Riletto in un’epoca segnata dalla pandemia globale e dalla crisi dell’umanità, Frankenstein di Mary Shelley si rivela un’opera di straordinaria attualità, capace di offrire nuove chiavi di lettura tra solitudine, limiti etici della Scienza e rinascita della dimensione umana
Nel 1818 Mary Shelley pubblicava Frankenstein, or the Modern Prometheus, un romanzo destinato a diventare uno dei pilastri della letteratura gotica e fantascientifica.

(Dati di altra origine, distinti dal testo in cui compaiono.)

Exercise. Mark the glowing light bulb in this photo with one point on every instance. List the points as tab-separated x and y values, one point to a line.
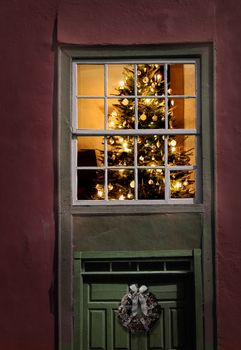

Oggi, a più di due secoli dalla sua pubblicazione, l’opera torna a imporsi come strumento interpretativo della nostra realtà, specialmente dopo l’esperienza della pandemia di Covid-19.
In un mondo ferito, segnato dall’isolamento sociale, dalla crisi climatica, dalla perdita dei riferimenti etici, la creatura di Victor Frankenstein ci appare come uno specchio del presente.
Cosa leggerai nell'articolo:
Il Prometeo moderno e il mito della hybris scientifica
Al centro del romanzo, Victor Frankenstein incarna l’archetipo dello scienziato che sfida i limiti naturali, rianimando la materia morta attraverso esperimenti pionieristici. Questa tensione tra conoscenza e responsabilità è oggi viva più che mai: dal dibattito sull’Intelligenza Artificiale alla Bioingegneria, dalla manipolazione genetica alla farmacologia pandemica, emerge con forza il rischio dell’hybris tecnologica.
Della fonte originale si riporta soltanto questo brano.